If you want a digital photo frame, a clumsy furless chumby, a mediocre tethered video player, or an ebook reader that works in the dark for limited periods. This might prove OK for your needs.
If you just want something to tinker with, then this is a good cheap gizmo to tinker with.
Price. $99 including shipping anywhere in the world. ‘Nuff said.
LCD. It’s actually pretty good for a cheap LCD display, especially if you’re in low light.
Performance. Pretty good in general, UI is responsive and snappy. Better than an iPhone 2G, similar to a 3GS. Some performance tasks (like video playback, depending on codec & resolution) are a bit limited by the CPU, though.
Community. A small community is forming around the M001. They have already come up with some software improvements. Unfortunately, they are limited by poor vendor support (see below.)
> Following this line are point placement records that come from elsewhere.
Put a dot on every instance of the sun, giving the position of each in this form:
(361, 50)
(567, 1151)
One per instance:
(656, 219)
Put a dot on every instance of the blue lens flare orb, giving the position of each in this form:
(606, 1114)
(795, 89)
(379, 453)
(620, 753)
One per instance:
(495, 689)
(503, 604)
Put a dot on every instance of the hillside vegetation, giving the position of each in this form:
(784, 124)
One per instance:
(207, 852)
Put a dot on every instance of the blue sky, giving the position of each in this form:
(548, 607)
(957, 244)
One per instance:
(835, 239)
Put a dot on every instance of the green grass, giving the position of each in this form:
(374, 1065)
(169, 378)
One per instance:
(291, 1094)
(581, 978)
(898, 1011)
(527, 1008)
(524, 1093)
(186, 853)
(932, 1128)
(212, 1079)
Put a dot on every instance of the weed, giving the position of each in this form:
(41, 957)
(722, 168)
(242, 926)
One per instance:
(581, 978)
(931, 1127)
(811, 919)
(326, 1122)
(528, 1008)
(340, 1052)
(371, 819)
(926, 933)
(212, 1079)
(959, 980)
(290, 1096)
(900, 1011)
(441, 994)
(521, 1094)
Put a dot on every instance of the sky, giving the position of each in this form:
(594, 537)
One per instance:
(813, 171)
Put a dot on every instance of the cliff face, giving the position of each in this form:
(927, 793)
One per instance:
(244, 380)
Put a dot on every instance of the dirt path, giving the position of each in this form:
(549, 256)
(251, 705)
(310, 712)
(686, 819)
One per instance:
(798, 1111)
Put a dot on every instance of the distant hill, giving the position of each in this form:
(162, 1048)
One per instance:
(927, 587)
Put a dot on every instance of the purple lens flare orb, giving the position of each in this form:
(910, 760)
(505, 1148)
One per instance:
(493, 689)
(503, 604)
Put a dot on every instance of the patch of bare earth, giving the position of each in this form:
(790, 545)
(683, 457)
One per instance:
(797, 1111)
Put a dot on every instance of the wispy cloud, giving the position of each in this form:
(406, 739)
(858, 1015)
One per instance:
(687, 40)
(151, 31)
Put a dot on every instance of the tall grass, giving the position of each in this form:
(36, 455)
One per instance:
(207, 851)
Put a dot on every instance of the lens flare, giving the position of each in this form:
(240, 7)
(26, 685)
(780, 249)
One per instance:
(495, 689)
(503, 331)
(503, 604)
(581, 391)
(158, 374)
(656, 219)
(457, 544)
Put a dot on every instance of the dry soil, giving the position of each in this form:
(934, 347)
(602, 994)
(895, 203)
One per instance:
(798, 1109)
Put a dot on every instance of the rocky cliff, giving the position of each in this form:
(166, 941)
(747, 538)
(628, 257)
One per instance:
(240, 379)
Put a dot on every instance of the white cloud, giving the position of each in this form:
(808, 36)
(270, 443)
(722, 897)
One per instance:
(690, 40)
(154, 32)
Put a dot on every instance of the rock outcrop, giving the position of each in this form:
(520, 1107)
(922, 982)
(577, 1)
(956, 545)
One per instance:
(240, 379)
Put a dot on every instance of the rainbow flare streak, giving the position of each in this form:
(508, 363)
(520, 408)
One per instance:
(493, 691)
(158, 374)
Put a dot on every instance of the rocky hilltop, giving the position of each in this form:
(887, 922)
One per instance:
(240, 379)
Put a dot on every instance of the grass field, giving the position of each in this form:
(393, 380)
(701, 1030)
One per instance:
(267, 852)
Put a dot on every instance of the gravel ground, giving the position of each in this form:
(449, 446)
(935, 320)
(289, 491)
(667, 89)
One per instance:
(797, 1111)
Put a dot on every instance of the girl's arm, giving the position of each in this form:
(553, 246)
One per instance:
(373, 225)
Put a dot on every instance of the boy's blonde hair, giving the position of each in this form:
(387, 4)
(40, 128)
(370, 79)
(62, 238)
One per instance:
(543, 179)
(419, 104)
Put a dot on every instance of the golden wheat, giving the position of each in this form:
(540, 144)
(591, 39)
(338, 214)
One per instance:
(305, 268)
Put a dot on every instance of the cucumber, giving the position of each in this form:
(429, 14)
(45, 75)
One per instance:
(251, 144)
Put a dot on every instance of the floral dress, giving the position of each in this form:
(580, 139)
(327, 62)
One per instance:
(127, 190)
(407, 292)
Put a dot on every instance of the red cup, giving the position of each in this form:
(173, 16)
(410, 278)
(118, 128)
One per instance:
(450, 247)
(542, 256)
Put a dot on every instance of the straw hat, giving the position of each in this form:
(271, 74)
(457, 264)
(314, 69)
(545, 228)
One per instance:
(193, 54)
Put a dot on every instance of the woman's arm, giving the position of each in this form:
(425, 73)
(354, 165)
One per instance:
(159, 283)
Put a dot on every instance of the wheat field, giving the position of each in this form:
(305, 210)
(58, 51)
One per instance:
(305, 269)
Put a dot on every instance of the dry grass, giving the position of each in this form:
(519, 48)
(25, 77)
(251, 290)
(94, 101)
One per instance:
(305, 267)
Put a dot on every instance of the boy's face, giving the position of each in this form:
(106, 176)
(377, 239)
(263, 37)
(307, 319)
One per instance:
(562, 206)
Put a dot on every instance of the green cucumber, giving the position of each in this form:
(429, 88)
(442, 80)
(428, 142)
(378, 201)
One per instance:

Touchscreen. It’s resistive, so it’s never going to be much good for finger presses. My unit has major problems with mis-touches (wrong buttons being pressed) and identifying the difference between a tap and a swipe. Using a stylus didn’t really help, either. I think this might be solvable in software though, with better debouncing in the touchscreen driver.
Build quality. It isn’t going to fall apart immediately, but it’s not built to last. In particular, things like the LEDs are just cheap and nasty – one of the 3 indicator LEDs is enough to light up all 3 recesses, and the area around it.
Fake chrome around the LCD. What were they thinking? Looks good in promo shots, means you have a reflection of your face any time you use the device in bright light. Really bad usability choice.
Battery Life. Seems like 2-3 hours is the norm, and the battery runs down at almost the same rate when the device is idle compared to when it is in use. Probably a driver problem, but whether it can/will be fixed is up in the air.
Accelerometer. Way too sensitive, the tablet flips orientation at any chance – including just when laid down on a table. Another driver sensitivity issue, I’m guessing.
Android 1.6. Lack of 3D acceleration, and only 128Mb of RAM, give the general opinion that Android 1.6 will be the last version that runs well on this device. That said, noone has actually run 2.x on it yet.
Bad vendor support. Eken haven’t released any of the GPL sources that they’re required to release. Not only is this in violation of the license, it prevents community members from working together to improve the software and the device performance. If I had to pick one thing that limits the potential for the M001, this would be it.
I think in this market a vendor who really nurtured open source development, and swiftly incorporated improvements back into the official software updates, would find a real competitive advantage – the product would still be cheap, but the software and driver layers would be less buggy and restrictive.
I didn’t buy this as a tablet (I bought it for a robot platform), so maybe I’m not the best person to review it as a tablet. However, I can’t see myself ever reaching for the M001 to perform anything but the simplest of tasks – watching a video I’d already loaded on it, for example.
My prediction is that in 3 months, pending some amazing community software developments, many of the models sold to date will be gathering dust in a corner.